Dr. Vanaman sighed and stirred uneasily.
He was not altogether pleased with his position. He had suggested that a nurse be sent for; and had immediately begun to learn why Miss Robinson had not called in the police without her uncle’s authorization, and also a possible reason for that slightly bored weariness which seemed to be her habitual manner.
Mr. Robinson, in fact, was “difficult.” Very soon after recovering consciousness he had demanded the reason for Vanaman’s presence, been surprisingly disagreeable over his niece’s act in sending for a doctor at all, and then abruptly reversed his faultfinding to all but literally hurl curses at Vanaman because the young man proposed to leave him and go home.

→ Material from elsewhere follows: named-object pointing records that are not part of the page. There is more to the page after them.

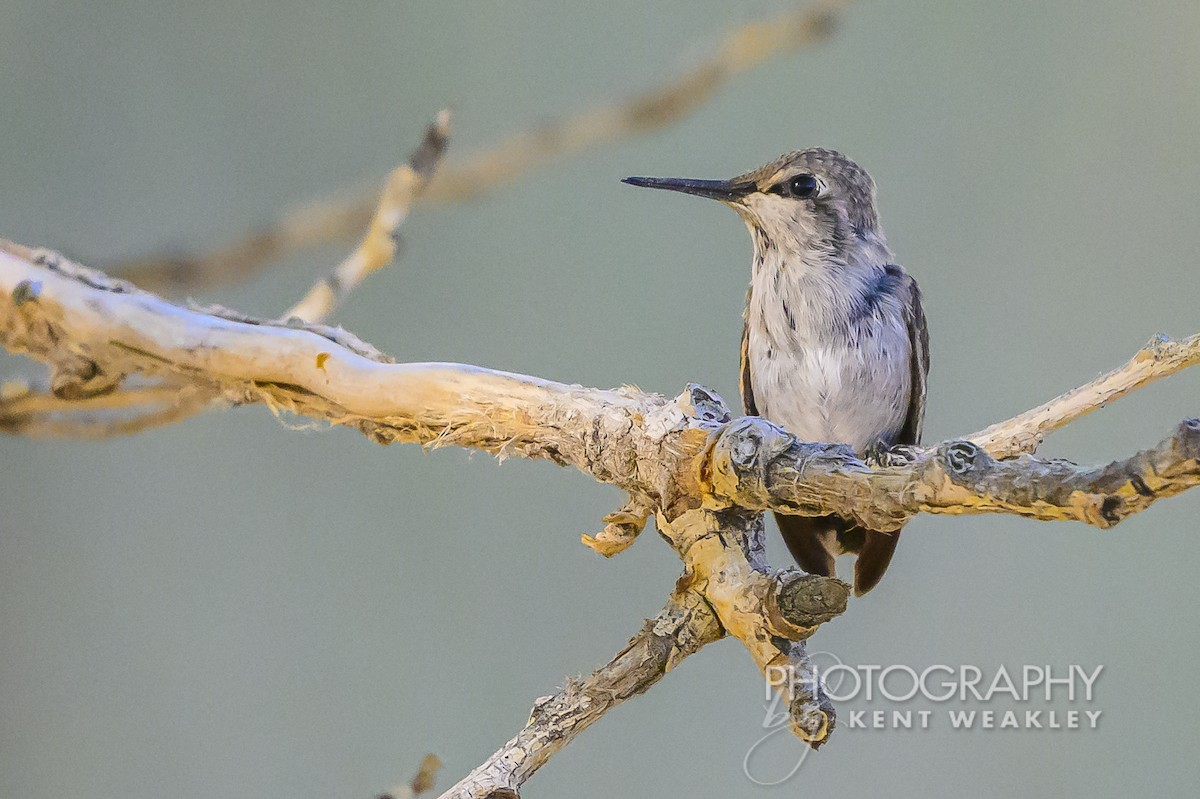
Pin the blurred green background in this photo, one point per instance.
(235, 608)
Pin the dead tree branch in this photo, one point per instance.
(336, 221)
(707, 476)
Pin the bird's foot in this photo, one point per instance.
(880, 455)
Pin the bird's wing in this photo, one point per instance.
(748, 406)
(877, 547)
(918, 344)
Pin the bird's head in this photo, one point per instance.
(805, 200)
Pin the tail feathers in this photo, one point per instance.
(873, 559)
(811, 540)
(816, 540)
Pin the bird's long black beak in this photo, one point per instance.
(726, 191)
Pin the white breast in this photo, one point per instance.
(814, 376)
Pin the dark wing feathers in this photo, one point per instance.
(813, 540)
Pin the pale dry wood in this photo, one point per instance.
(705, 474)
(340, 220)
(75, 404)
(642, 443)
(1024, 433)
(378, 246)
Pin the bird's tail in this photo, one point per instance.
(816, 540)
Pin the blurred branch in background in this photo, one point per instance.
(706, 476)
(82, 402)
(421, 781)
(741, 49)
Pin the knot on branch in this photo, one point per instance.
(813, 716)
(963, 461)
(797, 604)
(742, 456)
(703, 403)
(1187, 439)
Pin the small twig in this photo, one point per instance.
(741, 49)
(378, 247)
(421, 782)
(1024, 433)
(75, 404)
(682, 628)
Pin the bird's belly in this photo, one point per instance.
(835, 394)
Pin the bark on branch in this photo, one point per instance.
(706, 475)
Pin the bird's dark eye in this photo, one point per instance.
(803, 186)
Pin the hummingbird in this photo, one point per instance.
(834, 347)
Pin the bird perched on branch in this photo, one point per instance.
(834, 346)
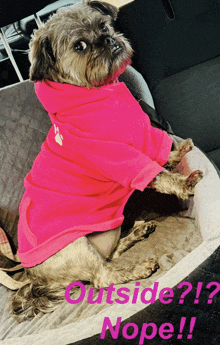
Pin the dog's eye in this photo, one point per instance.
(103, 27)
(80, 46)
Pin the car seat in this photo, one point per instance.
(177, 50)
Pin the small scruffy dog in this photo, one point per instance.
(100, 148)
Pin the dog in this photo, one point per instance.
(76, 58)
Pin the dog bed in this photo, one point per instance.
(180, 243)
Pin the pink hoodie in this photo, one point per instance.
(100, 148)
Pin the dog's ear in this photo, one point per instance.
(41, 57)
(104, 8)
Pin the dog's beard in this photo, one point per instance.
(112, 78)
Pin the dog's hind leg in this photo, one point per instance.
(107, 274)
(79, 261)
(137, 234)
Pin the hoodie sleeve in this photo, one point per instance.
(122, 163)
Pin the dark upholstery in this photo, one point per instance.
(190, 102)
(177, 50)
(23, 127)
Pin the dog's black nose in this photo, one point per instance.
(109, 41)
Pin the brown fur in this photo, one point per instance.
(79, 46)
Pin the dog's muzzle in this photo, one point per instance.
(113, 44)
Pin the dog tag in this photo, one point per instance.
(119, 3)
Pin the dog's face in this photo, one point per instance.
(79, 46)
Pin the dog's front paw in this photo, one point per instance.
(145, 268)
(179, 152)
(144, 230)
(190, 183)
(185, 147)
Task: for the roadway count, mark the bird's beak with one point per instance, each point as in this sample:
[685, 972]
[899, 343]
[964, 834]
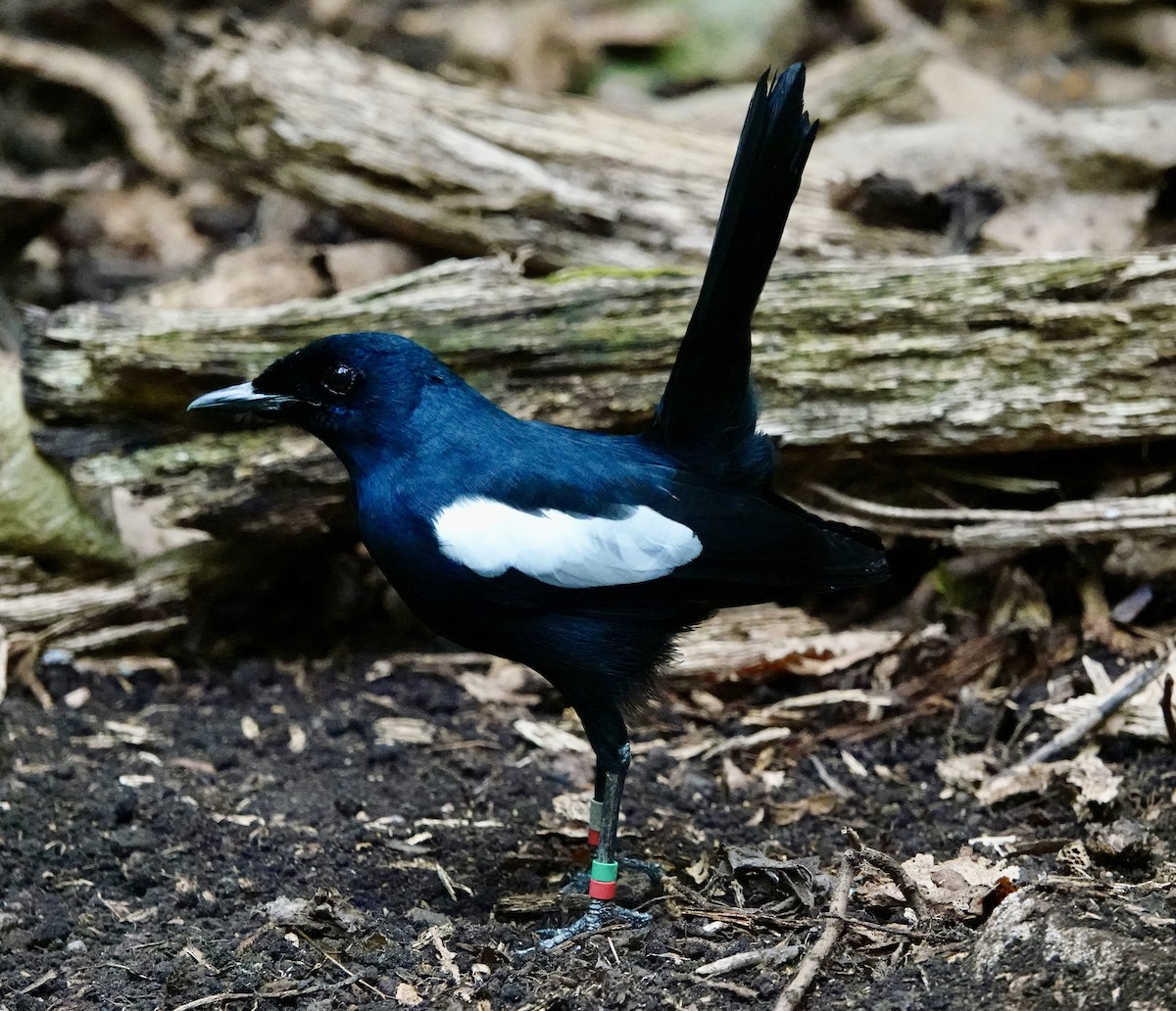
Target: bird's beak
[241, 399]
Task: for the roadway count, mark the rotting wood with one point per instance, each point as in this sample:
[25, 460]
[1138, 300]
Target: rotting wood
[466, 169]
[1145, 516]
[113, 83]
[952, 356]
[38, 510]
[560, 181]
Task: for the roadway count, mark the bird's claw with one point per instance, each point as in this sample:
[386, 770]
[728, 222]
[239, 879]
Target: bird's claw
[579, 881]
[601, 914]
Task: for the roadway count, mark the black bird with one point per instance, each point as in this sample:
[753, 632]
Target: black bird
[579, 554]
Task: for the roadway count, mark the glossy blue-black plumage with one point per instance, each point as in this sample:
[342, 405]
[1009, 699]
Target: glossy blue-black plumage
[416, 439]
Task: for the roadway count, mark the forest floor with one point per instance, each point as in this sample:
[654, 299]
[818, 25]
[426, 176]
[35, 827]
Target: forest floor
[370, 835]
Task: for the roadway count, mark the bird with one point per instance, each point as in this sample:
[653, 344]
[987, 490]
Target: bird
[580, 554]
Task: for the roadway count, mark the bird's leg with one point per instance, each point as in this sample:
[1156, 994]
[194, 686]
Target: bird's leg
[579, 881]
[603, 909]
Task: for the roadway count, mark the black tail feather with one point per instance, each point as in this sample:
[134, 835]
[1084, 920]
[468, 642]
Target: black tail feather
[710, 404]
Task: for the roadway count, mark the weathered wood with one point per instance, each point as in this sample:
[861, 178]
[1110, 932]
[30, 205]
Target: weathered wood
[559, 181]
[552, 180]
[38, 510]
[1151, 517]
[920, 357]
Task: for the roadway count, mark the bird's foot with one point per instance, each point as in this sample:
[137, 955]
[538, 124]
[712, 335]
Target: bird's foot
[601, 914]
[579, 881]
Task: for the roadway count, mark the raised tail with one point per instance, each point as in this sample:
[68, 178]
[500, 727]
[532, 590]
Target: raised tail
[710, 404]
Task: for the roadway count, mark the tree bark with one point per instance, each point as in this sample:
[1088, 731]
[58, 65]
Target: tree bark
[914, 357]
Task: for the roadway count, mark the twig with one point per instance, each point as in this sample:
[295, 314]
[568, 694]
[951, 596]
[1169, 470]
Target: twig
[352, 977]
[742, 959]
[893, 870]
[1073, 734]
[1165, 703]
[111, 82]
[215, 998]
[4, 662]
[806, 973]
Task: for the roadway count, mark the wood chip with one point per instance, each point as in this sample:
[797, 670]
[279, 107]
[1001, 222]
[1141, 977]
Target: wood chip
[550, 738]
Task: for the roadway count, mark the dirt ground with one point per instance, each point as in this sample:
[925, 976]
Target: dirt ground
[270, 838]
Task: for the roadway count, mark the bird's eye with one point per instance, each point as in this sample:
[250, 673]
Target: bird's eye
[339, 380]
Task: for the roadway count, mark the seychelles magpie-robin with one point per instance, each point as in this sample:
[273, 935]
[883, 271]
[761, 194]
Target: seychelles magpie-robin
[579, 554]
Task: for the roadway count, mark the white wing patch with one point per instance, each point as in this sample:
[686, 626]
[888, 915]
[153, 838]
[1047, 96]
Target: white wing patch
[564, 550]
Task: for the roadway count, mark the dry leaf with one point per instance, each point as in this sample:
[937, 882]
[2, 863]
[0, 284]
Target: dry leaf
[1097, 785]
[550, 738]
[407, 994]
[964, 771]
[956, 887]
[403, 730]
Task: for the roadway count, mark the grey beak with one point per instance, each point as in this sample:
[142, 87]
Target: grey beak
[240, 399]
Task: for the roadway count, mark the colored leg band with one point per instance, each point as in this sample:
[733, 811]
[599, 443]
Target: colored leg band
[603, 883]
[605, 891]
[595, 815]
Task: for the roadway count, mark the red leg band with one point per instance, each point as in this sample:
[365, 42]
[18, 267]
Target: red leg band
[605, 891]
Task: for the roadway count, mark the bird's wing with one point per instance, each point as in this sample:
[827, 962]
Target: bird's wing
[764, 541]
[722, 542]
[610, 547]
[710, 407]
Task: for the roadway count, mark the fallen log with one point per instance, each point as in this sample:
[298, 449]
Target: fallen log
[914, 357]
[470, 170]
[559, 181]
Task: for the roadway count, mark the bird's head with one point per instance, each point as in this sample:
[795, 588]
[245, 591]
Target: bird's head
[352, 391]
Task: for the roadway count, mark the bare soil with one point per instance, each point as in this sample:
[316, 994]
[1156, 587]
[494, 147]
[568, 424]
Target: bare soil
[148, 835]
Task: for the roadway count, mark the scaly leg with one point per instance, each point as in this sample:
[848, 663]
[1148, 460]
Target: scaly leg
[579, 881]
[603, 910]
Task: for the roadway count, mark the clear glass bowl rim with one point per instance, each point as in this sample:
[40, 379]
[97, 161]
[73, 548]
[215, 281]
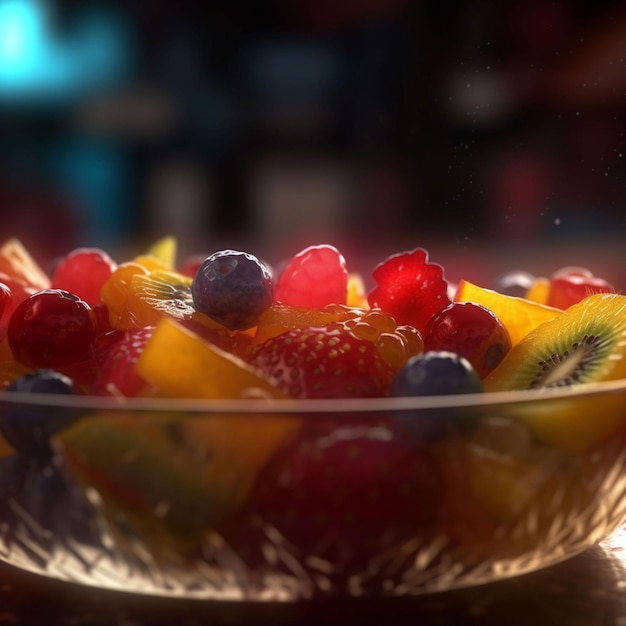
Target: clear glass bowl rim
[328, 406]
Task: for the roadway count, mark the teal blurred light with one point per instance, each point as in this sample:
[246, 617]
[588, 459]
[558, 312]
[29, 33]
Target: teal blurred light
[36, 65]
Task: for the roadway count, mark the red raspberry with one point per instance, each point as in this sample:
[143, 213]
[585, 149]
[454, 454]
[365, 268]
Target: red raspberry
[83, 272]
[313, 278]
[409, 288]
[324, 363]
[567, 289]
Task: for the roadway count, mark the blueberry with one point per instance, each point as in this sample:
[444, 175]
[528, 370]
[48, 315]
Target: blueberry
[233, 288]
[28, 427]
[436, 373]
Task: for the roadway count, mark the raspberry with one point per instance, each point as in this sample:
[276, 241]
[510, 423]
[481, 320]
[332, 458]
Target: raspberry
[409, 288]
[313, 278]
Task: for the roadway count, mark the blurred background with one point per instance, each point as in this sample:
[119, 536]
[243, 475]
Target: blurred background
[460, 126]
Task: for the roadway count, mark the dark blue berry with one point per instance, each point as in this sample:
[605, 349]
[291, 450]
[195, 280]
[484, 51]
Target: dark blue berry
[436, 373]
[233, 288]
[28, 427]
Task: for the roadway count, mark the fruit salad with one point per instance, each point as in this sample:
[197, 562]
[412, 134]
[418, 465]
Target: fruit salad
[352, 490]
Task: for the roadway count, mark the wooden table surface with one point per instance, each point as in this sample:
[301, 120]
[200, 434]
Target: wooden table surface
[587, 590]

A nurse? Never! No she-cat, whisky-guzzling nurse was going to watch over him. His niece? No, indeed! Leilah must go straight to bed; just a little night-watching made any woman as ugly as an owl. He hated ugly people, and he would not have them around when he was sick. As for the servants, they were a stupid, addleheaded lot whom no man with the brains of a mouse would rely on.
He wanted Vanaman with him the rest of the night, and Vanaman he would have. A doctor was supposed to have some sense. Vanaman probably hadn’t much, but at least he was better than the others. And there were reasons — yes, there were very good reasons indeed why he wanted somebody with sense beside him the rest of that night.
Vanaman had yielded finally, and stayed, although it was not for the amiable Jesse J. Robinson’s sake. Rather, it was for Leilah’s.